LIKE PROPER PRINCESSES, SUPPLE AS BALLERINAS

Me, inventing the selfie with a disposable camera in 1995

Me, inventing the selfie with a disposable camera in 1995

I am an intermittent Instagram user.  And when I say user I do mean it in that drug addict kind of way.  And when I say intermittent that is because I've learned I can't actually handle having it loaded on my phone all the time; because it is addictive, it steals time from me, distracts me from my real work and many times it does not leave me feeling good.  And I know I'm not alone.

But lest we think this is a totally modern problem, please enjoy this little vignette from Sylvia Plath, the writer of perfect sentences, from her short story "Day of Success".  Even though now the orange-flower tea has been replaced by green juice and home-made nut mylks, maybe as we read this piece (that was written around 70 years ago) we will recognize ourselves and even more than that, feel a little less alone in our true responses to "social media".

"Thumbing through the smart fashion magazines in the doctor's office that afternoon, waiting for Jill's regular check-up, Ellen mused darkly on the gulf separating her from the self-posessed fur-feather- and jewel-bedecked models who gazed back at her from the pages with astoundingly large, limpid eyes.
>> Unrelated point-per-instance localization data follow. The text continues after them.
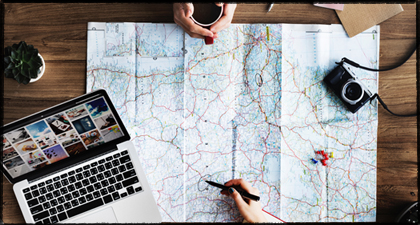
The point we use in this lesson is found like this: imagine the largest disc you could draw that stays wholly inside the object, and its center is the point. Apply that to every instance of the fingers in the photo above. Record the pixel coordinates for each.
(182, 14)
(225, 20)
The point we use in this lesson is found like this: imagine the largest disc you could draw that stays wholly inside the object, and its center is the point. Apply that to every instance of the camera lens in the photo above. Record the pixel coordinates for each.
(352, 92)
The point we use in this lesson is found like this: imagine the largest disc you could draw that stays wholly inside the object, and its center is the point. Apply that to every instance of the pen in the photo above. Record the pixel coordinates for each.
(243, 193)
(271, 6)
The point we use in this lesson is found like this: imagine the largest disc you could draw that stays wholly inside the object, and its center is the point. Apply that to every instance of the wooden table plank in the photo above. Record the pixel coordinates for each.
(59, 31)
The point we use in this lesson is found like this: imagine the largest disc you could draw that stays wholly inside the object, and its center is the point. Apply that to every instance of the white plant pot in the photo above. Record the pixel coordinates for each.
(42, 70)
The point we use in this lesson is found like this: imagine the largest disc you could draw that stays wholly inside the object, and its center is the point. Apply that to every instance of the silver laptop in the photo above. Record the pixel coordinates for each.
(75, 163)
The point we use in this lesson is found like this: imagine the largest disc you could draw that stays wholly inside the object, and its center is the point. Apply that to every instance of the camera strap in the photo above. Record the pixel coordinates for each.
(352, 63)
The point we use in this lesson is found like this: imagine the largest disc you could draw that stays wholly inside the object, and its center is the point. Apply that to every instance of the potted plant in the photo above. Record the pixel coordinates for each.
(23, 63)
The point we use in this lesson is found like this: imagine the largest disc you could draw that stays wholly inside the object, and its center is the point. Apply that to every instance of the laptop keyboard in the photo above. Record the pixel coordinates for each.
(84, 188)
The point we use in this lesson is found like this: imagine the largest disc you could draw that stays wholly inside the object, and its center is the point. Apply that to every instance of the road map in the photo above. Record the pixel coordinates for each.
(252, 105)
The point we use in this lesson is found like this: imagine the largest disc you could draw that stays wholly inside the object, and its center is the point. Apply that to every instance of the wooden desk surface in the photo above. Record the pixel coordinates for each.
(59, 32)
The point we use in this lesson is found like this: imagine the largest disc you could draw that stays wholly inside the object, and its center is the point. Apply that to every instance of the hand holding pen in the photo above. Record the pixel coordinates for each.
(250, 210)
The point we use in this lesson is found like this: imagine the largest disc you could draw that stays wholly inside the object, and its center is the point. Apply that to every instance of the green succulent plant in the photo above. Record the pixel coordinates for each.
(21, 62)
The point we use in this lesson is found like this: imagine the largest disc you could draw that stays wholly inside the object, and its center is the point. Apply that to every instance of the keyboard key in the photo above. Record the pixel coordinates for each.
(115, 196)
(53, 211)
(43, 190)
(74, 203)
(36, 209)
(35, 193)
(107, 174)
(68, 197)
(85, 182)
(72, 179)
(130, 190)
(115, 163)
(112, 180)
(125, 159)
(75, 194)
(54, 202)
(49, 196)
(62, 216)
(89, 197)
(56, 193)
(54, 219)
(101, 168)
(63, 191)
(50, 188)
(28, 196)
(93, 179)
(108, 165)
(33, 202)
(118, 186)
(130, 181)
(107, 199)
(78, 185)
(61, 200)
(67, 205)
(57, 185)
(60, 208)
(96, 194)
(64, 182)
(104, 191)
(41, 199)
(82, 200)
(41, 215)
(82, 191)
(79, 176)
(138, 189)
(70, 188)
(85, 207)
(114, 171)
(119, 177)
(93, 171)
(111, 189)
(90, 188)
(129, 165)
(46, 205)
(97, 186)
(121, 168)
(129, 173)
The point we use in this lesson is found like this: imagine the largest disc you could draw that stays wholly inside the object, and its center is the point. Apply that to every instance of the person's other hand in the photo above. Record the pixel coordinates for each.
(250, 210)
(225, 20)
(182, 14)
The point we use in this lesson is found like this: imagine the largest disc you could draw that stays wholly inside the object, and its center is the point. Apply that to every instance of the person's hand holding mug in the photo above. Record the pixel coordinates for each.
(183, 13)
(250, 210)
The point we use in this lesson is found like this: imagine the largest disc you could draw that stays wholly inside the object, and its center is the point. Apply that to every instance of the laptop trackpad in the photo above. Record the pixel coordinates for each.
(103, 216)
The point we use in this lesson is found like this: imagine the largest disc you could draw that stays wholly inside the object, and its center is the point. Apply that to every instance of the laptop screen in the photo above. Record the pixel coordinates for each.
(78, 127)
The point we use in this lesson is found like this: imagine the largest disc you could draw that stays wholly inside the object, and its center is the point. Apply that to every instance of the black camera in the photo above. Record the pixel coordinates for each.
(348, 88)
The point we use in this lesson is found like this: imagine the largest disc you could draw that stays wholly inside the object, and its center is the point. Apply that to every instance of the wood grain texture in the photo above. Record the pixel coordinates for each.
(59, 31)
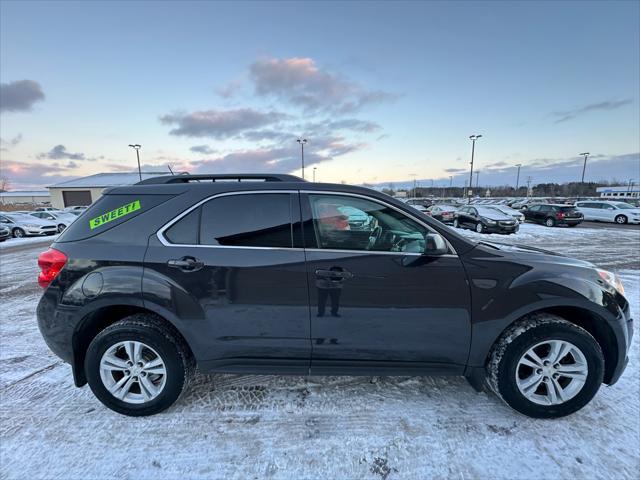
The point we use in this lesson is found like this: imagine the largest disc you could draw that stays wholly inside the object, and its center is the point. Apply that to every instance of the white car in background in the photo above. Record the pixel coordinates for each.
(76, 209)
(606, 211)
(22, 225)
(61, 219)
(519, 216)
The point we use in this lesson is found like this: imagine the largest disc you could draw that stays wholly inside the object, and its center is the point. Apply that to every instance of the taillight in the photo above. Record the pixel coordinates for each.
(50, 263)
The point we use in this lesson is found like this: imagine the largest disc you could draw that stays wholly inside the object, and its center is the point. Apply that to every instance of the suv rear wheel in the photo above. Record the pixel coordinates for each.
(546, 367)
(137, 366)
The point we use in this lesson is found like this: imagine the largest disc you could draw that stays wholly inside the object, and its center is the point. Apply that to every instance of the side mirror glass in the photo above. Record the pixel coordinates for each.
(435, 244)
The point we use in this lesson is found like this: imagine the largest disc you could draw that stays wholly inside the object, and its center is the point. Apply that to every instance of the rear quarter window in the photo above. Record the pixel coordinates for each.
(108, 212)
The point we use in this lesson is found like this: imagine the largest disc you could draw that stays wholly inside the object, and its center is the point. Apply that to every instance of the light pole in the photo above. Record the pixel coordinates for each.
(137, 149)
(473, 139)
(302, 141)
(584, 168)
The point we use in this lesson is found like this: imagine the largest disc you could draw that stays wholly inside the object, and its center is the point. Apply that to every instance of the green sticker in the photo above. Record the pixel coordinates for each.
(114, 214)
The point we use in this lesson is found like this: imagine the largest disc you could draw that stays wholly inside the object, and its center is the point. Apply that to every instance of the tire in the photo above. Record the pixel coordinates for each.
(158, 342)
(504, 366)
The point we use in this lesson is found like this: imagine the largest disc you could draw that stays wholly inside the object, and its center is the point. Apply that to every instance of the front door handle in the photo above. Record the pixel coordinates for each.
(187, 264)
(342, 274)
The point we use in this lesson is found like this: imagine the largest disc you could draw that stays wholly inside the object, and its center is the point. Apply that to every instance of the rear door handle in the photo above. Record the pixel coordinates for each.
(187, 264)
(344, 274)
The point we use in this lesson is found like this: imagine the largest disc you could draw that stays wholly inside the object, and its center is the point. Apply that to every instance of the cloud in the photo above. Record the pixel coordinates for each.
(277, 158)
(21, 175)
(219, 124)
(355, 125)
(563, 116)
(60, 152)
(205, 149)
(300, 82)
(6, 145)
(19, 96)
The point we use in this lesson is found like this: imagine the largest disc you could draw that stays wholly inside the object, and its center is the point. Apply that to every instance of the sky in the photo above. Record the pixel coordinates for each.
(383, 92)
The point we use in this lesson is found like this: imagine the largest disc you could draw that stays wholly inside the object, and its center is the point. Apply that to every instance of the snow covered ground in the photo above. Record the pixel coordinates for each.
(296, 427)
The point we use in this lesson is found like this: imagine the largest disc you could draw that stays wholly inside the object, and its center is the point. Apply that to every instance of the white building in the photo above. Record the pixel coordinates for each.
(86, 190)
(618, 193)
(24, 197)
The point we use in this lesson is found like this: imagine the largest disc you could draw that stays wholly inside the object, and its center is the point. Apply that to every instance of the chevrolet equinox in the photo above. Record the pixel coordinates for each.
(271, 274)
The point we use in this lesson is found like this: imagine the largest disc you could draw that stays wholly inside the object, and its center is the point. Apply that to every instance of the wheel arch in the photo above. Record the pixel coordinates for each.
(592, 322)
(99, 319)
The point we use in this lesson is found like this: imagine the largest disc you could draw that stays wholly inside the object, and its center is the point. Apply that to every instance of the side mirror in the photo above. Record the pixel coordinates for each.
(435, 244)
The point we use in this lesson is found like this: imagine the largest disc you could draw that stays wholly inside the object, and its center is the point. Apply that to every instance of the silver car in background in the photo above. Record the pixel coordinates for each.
(61, 219)
(23, 225)
(604, 211)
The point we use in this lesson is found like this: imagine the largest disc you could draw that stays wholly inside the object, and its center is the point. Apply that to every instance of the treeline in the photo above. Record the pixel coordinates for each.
(572, 189)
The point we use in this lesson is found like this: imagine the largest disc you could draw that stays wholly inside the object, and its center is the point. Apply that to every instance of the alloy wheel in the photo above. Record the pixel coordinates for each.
(551, 372)
(133, 372)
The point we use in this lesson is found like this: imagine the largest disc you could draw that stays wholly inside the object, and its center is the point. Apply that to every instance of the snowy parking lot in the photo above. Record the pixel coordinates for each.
(298, 427)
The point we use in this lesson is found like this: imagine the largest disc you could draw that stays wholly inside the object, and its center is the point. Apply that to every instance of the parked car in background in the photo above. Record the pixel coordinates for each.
(442, 213)
(62, 219)
(527, 203)
(606, 211)
(484, 220)
(553, 215)
(22, 225)
(4, 233)
(519, 216)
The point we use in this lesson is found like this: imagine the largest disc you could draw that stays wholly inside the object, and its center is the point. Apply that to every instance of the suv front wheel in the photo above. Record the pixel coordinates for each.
(546, 367)
(137, 366)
Do they ever start the day on the wrong foot? she wondered.  With a headache... or a heartache?  And she tried to imagine the fairytale world where these women woke dewy-eyed and pink-cheeked, yawning daintily as a cat does, their hair, even at daybreak, a miraculously intact turret of gold, russet, blue-black or perhaps lavender-tinted silver.  They would rise, supple as ballerinas, to prepare an exotic breakfast for the man-of-their-heart - mushrooms and creamy scrambled eggs, say, or crabmeat on toast - trailing about a sparkling American kitchen in a foamy negligee, satin ribbons fluttering like triumphal banners.

No, Ellen readjusted her picture.  They would, of course, have breakfast brought to them in bed, like proper princesses, on a sumptuous tray:  crisp toast, the milky luster of frail china, water just off the boil for orange-flower tea..."

Be good to yourself, don't fall for too many digital smoke and mirrors.  All of that aspirational stuff out there might not feel how you think it feels.